Trading more LNG exports for more electricity transmission?
Recent Department of Energy report indicates that the trade may be worth it
In a series of recent posts (first post, second post, third post), I examined the permitting reform bill advanced by Senators Manchin and Barrasso in the last Congress. That permitting reform bill is now dead. But the reasons for doing a deal still remain. Decarbonizing the US economy requires a massive increase in renewable energy, and that in turn depends on building out the US electricity transmission network, which in turn depends on reducing regulatory obstacles (primarily state and local approvals) for transmission. As I described in those posts, the basic deal on offer in the Manchin and Barrasso bill was easing permitting for some fossil fuel projects (especially liquified natural gas (LNG) terminals) in return for federal preemption of at least some state and local regulation of important transmission lines.

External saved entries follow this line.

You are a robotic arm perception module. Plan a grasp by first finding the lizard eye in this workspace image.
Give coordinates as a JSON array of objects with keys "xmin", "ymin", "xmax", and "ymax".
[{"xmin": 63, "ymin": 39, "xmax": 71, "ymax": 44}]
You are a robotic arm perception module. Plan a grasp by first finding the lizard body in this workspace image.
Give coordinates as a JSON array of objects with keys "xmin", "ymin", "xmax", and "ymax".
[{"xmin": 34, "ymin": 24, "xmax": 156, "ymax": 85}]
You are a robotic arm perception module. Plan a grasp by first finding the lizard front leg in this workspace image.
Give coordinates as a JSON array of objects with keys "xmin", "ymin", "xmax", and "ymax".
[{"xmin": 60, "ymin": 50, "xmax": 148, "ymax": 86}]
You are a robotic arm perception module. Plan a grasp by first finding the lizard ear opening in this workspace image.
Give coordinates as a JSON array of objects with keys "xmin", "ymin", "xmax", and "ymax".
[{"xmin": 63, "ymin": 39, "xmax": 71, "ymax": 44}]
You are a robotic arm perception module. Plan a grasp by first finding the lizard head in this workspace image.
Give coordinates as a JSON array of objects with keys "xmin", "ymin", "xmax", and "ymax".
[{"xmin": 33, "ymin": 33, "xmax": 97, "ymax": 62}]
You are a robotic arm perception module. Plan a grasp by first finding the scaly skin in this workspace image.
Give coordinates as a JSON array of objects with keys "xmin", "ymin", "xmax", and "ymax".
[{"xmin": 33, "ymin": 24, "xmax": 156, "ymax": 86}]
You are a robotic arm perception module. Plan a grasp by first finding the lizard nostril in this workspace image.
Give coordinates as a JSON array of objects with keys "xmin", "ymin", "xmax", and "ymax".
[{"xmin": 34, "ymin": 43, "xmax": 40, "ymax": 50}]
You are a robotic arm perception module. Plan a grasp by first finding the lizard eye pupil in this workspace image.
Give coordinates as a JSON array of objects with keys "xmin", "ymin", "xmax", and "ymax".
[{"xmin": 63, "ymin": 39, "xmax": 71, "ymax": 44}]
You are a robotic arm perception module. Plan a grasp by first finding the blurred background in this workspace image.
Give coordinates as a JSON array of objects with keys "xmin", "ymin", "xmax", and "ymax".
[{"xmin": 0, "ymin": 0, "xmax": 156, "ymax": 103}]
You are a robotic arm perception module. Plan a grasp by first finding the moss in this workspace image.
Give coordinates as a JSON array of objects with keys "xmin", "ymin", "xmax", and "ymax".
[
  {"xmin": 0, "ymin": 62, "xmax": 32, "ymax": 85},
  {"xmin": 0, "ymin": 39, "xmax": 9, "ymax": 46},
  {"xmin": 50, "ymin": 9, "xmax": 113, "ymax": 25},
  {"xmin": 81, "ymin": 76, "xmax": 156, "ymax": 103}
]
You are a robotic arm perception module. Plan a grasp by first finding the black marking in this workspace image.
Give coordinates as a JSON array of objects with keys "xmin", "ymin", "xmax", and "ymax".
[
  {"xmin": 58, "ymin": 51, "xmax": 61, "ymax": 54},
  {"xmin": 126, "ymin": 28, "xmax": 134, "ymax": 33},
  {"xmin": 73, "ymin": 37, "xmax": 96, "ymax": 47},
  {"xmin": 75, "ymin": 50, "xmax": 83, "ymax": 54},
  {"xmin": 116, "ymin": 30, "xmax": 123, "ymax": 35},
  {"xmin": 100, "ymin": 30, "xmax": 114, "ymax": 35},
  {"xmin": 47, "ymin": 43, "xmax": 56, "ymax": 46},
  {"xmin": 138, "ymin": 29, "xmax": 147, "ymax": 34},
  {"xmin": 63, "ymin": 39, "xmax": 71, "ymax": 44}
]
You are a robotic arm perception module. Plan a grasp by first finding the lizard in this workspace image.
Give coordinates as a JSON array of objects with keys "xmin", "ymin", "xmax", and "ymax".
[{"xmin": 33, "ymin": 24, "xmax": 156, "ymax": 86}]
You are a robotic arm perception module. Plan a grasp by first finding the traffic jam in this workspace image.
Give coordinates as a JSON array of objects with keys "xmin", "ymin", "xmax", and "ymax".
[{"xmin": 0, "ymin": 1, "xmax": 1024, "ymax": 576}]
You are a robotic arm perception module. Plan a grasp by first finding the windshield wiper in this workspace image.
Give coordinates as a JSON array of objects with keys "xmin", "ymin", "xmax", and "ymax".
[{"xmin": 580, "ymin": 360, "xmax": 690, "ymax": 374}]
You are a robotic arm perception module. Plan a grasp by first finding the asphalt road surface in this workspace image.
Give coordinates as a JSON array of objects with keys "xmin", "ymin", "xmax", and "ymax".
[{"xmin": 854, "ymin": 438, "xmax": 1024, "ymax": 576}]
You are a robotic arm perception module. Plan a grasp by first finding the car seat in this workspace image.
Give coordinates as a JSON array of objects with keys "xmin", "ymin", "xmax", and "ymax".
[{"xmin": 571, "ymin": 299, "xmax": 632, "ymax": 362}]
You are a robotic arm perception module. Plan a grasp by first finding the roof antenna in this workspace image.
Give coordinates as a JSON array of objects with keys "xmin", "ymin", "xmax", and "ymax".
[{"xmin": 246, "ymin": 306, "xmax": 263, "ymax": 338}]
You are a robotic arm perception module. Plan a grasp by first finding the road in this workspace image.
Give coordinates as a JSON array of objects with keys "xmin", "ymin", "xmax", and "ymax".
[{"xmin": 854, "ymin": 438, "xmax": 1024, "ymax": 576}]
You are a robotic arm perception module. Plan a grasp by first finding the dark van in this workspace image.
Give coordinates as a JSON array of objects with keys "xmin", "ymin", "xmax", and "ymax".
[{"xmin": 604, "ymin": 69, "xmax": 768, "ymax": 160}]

As I noted in my second post, there was a lot of debate among environmentalists, renewable energy advocates, and climate scientists as to whether this deal was a good one from a climate policy perspective. The primary uncertainty was the level of greenhouse gas emissions that would be produced by facilitating more LNG exports, and whether those would outweigh the emissions reductions benefits from increased electricity transmission capacity. Some estimates of the greenhouse gas emissions from approval of additional US LNG exports were very high, with high end estimates of cumulative 11.5 gigatons of additional GHG emissions through 2050. Those estimates were cited by opponents of the deal.
In late December the Department of Energy released a long awaited report on the environmental and economic impacts of increased LNG exports. The Biden Administration had paused approvals of new LNG export terminals in part to allow for completion of more thorough analysis of those environmental and economic impacts. A major portion of that report assesses the greenhouse gas emissions impacts of expanded US exports of LNG, expansion beyond what is already approved and underway. (The summary report is here. An appendix with more details on the GHG analysis is here.) The greenhouse gas estimates in this report come with a much narrower range than prior estimates, ranging from no increases in greenhouse gas estimates (using very optimistic assumptions about global climate policies and deployment of carbon capture and sequestration technology) to a high-end estimate of 1.4 gigatons of additional GHG emissions through 2050. Importantly, these estimates are lower than not just the pessimistic estimates of opponents, but even the high-end estimates of supporters of the permitting reform deal. This report underscores that the deal on the table in the fall was likely a net win from a climate perspective. But the changed political context of 2025 means that any deal that might occur could be quite different. Hopefully, we can find a way forward to a deal that would advance transmission capacity in a way that produces a net win for climate policy in the US.